第20話:オリックス株の底値買いと家庭教師の日々

文字数 1,604文字

 2008年3月、島村博美は、首都大学経済学部と日大経済学部を受験しようと考え、練馬の予備校に通い始めた。2008年6月の統一模擬試験の結果、首都大学経済学部の合格可能性65%と日大経済学部合格可能性70%の判定が出た。高校での成績ではクラスでベスト10に、たまに入ったりする程度で、成績は上の下と言ったところだった。

 その後、2008年9月の統一模擬試験の結果、首都大学経済学部の合格可能性70%と日大経済学部合格可能性75%の判定となった。クラスの順位がやっとベスト10常連の仲間入りした。洋楽が好きで、勉強につかれると、モータウンサウンド、ABBA、など好きな曲をヘッドフォンで聞いていた。実は、元来勉強は好きではなく、兄への対抗意識で勉強している所があった。

 本が好きで国語、社会は好きだが、理屈っぽい数学、科学系が苦手だった。兄が、教えてやろうかと行くと、すぐ反発して大丈夫と言い断っていた。かといってアルバイトする気力もなく、家でぶらぶらして、気が向いたら勉強するという毎日だった。やがて2008年も12月を迎え、2008年12月の統一模擬試験の結果、首都大学経済学部の合格可能性70%と日大経済学部合格可能性75%の判定となった。

 その後、秀一は、父に300万円借りた。そして、SBI証券に口座を開き自分の預金全額を入れて投資口座を410万円とした。この頃は、2008年9月15日に起きたリーマンショックで日経平均株価も大暴落を起こし、9月12日、金曜日の終値は12214円だったが、10月28日には一時は6995円まで下落し、1982年10月以来、26年ぶりの安値を記録した。

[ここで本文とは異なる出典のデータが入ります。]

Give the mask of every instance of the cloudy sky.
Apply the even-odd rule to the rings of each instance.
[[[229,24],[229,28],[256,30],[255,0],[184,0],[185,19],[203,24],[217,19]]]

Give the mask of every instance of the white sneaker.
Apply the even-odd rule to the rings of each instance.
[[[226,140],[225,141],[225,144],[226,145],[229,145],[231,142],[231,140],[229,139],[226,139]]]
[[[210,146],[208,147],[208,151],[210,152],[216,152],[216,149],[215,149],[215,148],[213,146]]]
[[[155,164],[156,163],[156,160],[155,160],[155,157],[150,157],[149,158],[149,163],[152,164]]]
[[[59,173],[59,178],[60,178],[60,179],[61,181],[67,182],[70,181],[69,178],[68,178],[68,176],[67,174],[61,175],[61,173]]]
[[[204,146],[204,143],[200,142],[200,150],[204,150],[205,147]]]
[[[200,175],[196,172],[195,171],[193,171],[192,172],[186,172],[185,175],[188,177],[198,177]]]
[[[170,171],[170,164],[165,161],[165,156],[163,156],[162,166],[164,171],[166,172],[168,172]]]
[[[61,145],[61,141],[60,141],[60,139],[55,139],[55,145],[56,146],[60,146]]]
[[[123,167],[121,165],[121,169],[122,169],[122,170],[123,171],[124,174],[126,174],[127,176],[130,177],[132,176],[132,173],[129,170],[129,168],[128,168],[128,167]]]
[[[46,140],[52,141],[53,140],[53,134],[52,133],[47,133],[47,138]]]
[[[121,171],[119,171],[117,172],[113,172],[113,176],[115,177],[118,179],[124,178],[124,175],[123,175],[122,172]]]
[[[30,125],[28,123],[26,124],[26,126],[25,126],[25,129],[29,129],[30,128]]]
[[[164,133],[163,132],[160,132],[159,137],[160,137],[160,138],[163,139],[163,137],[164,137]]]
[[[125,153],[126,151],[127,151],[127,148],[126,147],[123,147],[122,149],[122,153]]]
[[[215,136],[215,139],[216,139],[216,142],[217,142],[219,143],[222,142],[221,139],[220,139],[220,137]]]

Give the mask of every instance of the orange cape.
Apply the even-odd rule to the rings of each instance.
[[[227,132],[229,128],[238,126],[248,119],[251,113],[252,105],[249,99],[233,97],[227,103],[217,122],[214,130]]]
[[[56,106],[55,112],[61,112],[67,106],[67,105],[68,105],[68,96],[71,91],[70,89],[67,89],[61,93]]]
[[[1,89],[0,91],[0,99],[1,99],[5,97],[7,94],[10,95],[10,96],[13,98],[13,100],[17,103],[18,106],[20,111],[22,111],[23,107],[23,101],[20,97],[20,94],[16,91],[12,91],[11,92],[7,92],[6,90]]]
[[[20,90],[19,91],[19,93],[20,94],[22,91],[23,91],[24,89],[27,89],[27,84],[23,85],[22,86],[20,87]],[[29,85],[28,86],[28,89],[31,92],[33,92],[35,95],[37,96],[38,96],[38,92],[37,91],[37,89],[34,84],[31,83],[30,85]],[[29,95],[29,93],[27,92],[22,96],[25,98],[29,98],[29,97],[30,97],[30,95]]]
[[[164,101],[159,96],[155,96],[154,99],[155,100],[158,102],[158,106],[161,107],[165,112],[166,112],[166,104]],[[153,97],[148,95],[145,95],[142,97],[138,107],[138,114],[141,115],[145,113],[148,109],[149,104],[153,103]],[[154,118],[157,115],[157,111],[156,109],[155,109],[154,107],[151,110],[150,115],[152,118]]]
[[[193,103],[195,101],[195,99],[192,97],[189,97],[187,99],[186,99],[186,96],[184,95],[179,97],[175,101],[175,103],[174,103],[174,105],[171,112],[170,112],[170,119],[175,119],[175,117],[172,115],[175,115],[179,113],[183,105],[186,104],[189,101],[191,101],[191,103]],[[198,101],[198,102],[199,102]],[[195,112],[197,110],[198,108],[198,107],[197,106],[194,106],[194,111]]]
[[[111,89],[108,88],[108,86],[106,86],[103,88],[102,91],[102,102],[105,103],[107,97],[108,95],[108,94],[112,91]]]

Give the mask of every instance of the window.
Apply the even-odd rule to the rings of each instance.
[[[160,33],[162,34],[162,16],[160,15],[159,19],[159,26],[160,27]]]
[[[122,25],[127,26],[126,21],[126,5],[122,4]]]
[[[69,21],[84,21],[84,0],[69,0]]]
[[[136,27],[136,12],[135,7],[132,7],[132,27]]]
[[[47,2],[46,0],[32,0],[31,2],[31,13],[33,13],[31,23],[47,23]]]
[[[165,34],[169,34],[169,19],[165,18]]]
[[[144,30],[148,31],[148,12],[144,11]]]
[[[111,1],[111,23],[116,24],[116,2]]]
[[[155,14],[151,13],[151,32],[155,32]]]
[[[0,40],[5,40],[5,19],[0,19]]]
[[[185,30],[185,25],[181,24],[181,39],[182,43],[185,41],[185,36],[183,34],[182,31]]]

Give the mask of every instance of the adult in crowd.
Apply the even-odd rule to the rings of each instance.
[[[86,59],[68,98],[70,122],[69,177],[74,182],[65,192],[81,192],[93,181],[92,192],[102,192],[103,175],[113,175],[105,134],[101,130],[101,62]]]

 日本は、直接的に、アメリカのインチキ債権を購入してる金融機関は少なかった。そのため、大手銀行、証券会社の損失は、軽微であったが世界恐慌を連想させ、日本株が、他国より遅れてやってきた。しかし、その下げは、その不安心理の鬱積は、強烈な下げにつながったわけだ。それについて、早稲田大学の株研究会では、日本株で、最後まで下げ続け、下げのきつい大型銘柄が狙いだと言われていた。秀一もその情報を聞いていた。

 その中で金融関連株のオリックスに注目していた。しかし、なかなな下げ止まらなかった。2008年11月13日、ついに、オリックスの株価が10000円の大台を割った。しかし、まだ下げ止まる気配は見えず、11月25日、6000円を割った。12月9日4000円を割った。投資研究会先輩達には、3800円で、買い始めていたが、秀一は、もう少し我慢しようと考えた。

 その理由は、年末12月よりも年明けの2009年1月、2月の方が下げる場合が多いという漠然とした勘だった。そして、どこかで、もう一段下げて、上げはじめを買おうと漠然とイメージしていた。ところが、年が明けた、1月5日、5000円を超し、1月7日、5500円を超えた。失敗したかと、半分あきらめた。所が1月下旬に再度、ずるずる下げて再び4000円を切り3810円をつけた。

 その時、もし、3800円あたりで、下値だと思った連中が、まずいと思えば、値崩れがあるかもとひらめいた。すると、その感が当たり、2月13日、初値で2900円になると出来高が上昇し、慌てて売り逃げてると感じられた。上げはじめを買えと、秀一は自分に言い聞かせ、2月23日以降も毎朝、オリックスの気配値を注視し続けた。

 すると2009年2月24日、1921円と、なんと2000円を切ったではないか、そして株の板「株数」が急上昇してるの見て、秀一は、パニック売りだと考えた。2月24日は、終日、パソコンに張り付いていた。1707円で底値で反騰の瞬間一気にオリックス株を成り行き2千株を入れると342万円で購入でき、残金が70万円となった。その後、株研究会に出たとき話すと、良く待てたなと、先輩から褒められた。